Background

Congenital heart defects (CHDs) are the most common type of birth defect and are associated with significant morbidity and mortality. CHDs occur in approximately 0.4–1% of children born alive [1, 2]. CHDs include a broad range of different forms of structural malformations that are developmentally and clinically heterogeneous [3, 4]. Among the identified subgroups of CHDs, conotruncal heart defects (CTDs) account for 25–33% of all patients [4]. This CHD subgroup involves cardiac structures that are partially derived from cell lineages [5], and includes malformations such as tetralogy of Fallot (TOF), pulmonary atresia with ventricular septal defect (PA/VSD), double outlet of right ventricle (DORV), transposition of the great arteries (TGA), persistent truncus arteriosus (PTA), and interrupted aortic arch (IAA). CTD was considered to be a folate-sensitive birth defect because women who take multivitamins containing folic acid early in pregnancy are at approximately a 30–40% reduced risk of delivering offspring with these heart defects [6, 7]. Although the protective mechanism of folic acid is unclear, evidence has been reported that genetic variations that alter the activity of key enzymes in the folate pathway could influence the risk of such heart defects [8,9,10].

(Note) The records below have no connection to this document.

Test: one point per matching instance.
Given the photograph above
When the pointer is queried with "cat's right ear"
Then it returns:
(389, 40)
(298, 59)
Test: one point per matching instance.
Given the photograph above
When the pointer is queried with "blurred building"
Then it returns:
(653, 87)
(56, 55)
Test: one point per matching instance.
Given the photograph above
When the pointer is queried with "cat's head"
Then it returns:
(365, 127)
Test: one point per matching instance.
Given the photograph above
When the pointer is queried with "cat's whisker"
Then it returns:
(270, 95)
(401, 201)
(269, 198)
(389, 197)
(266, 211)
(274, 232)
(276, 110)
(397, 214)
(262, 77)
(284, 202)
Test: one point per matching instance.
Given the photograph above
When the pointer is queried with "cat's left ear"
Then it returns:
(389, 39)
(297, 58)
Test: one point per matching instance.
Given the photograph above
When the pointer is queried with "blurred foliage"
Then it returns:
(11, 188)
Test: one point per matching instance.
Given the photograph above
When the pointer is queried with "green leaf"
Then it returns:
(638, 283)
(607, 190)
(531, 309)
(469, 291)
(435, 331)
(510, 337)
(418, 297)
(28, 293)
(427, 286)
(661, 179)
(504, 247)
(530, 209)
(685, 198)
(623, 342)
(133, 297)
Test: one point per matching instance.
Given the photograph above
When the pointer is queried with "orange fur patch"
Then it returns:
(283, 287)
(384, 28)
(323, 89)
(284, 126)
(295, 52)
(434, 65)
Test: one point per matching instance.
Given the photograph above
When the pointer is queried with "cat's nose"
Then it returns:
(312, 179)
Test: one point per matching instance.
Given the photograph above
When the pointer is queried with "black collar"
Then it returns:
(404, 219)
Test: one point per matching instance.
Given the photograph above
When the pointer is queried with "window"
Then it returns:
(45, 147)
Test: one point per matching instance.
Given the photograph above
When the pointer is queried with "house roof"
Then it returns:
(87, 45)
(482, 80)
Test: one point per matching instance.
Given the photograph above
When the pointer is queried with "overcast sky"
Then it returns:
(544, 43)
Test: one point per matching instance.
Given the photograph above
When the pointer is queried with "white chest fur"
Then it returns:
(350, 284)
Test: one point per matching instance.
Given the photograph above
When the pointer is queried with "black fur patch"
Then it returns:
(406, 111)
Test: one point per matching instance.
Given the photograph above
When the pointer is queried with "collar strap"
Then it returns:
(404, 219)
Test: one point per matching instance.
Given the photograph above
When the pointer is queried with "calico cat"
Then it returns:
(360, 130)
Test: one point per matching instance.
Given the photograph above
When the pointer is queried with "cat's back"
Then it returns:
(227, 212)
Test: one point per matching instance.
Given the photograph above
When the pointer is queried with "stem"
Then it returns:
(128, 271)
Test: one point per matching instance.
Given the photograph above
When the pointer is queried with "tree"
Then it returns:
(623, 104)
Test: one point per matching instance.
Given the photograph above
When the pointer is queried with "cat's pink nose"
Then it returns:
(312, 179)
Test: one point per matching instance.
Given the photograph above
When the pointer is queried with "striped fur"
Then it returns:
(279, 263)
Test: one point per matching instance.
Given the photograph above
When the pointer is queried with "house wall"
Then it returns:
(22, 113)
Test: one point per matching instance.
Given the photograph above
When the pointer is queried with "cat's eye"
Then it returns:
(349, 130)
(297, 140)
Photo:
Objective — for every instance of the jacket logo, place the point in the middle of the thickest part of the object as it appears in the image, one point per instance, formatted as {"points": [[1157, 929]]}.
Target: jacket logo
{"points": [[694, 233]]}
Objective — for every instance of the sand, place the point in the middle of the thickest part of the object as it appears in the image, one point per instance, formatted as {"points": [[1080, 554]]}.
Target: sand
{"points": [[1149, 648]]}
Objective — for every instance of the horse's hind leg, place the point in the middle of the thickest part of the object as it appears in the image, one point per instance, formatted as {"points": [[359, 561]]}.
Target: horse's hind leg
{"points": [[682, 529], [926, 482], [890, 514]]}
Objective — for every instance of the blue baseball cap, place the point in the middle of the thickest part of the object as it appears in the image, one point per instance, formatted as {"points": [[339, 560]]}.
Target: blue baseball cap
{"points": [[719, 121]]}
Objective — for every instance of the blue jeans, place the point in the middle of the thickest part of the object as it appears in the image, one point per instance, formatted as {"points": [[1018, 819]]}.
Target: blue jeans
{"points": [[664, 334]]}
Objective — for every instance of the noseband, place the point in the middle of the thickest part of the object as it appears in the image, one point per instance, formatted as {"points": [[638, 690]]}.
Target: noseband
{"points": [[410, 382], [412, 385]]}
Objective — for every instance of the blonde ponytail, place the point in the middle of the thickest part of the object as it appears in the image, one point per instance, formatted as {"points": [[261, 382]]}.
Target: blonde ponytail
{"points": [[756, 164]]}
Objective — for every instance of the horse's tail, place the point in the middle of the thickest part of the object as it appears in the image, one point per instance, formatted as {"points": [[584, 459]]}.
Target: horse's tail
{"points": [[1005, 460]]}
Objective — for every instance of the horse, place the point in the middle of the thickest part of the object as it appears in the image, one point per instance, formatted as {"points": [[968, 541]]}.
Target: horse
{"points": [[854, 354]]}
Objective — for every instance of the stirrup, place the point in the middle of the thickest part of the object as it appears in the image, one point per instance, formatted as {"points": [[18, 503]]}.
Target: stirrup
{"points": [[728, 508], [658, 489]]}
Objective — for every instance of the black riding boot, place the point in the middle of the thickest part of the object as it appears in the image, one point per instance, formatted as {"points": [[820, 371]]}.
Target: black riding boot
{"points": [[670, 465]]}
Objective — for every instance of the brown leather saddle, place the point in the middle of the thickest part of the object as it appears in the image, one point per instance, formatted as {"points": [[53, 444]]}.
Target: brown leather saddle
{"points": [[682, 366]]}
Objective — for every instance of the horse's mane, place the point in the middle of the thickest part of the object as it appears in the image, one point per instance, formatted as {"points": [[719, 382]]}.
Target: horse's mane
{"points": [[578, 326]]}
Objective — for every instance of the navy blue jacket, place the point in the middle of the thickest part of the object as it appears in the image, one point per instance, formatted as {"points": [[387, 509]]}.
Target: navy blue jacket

Although the folic acid cycle is highly complex in mammals, various genes controlling folate metabolism, such as methylenetetrahydrofolate reductase (MTHFR), solute carrier family 19, member 1 (SLC19A1), methionine synthase (MTR), and methionine synthase reductase (MTRR), have been proven to play crucial roles in this metabolic pathway. For example, the MTHFR gene, located on chromosome 1p36.3, encodes an enzyme that catalyzes the reduction of 5,10-methylenetetrahydrofolate to 5-methyltetrahydrofolate [11], which is essential for folate-mediated one-carbon metabolism. SLC19A1 has also been referred to as reduced folate carrier-1 (RFC1), which is involved in the active transport of 5-methyltetrahydrofolate from the plasma to the cytosol and the regulation of intracellular concentrations of folate [12]. MTR catalyzes the remethylation of homocysteine to methionine [13], while MTRR catalyzes the regeneration of the cobalamin cofactor of MTR, thus maintaining MTR in an active state [14]. A single-nucleotide polymorphism (SNP) is a variation in a single nucleotide that is present to some appreciable degree within a population. Many studies have investigated associations between SNPs in the above-mentioned genes and the risk of CHD/CTD. Among them, the MTHFR C677T variant (TT), MTHFR A1298C variant (CC), SLC19A1 G80A variant (AG or AA), MTR A2576G variant (GG), and MTRR A66G variant (GG) have been extensively investigated. Although these gene variants would theoretically influence the risk of CHD/CTD, studies have yielded conflicting results on this issue in different populations [10, 12, 15,16,17,18,19].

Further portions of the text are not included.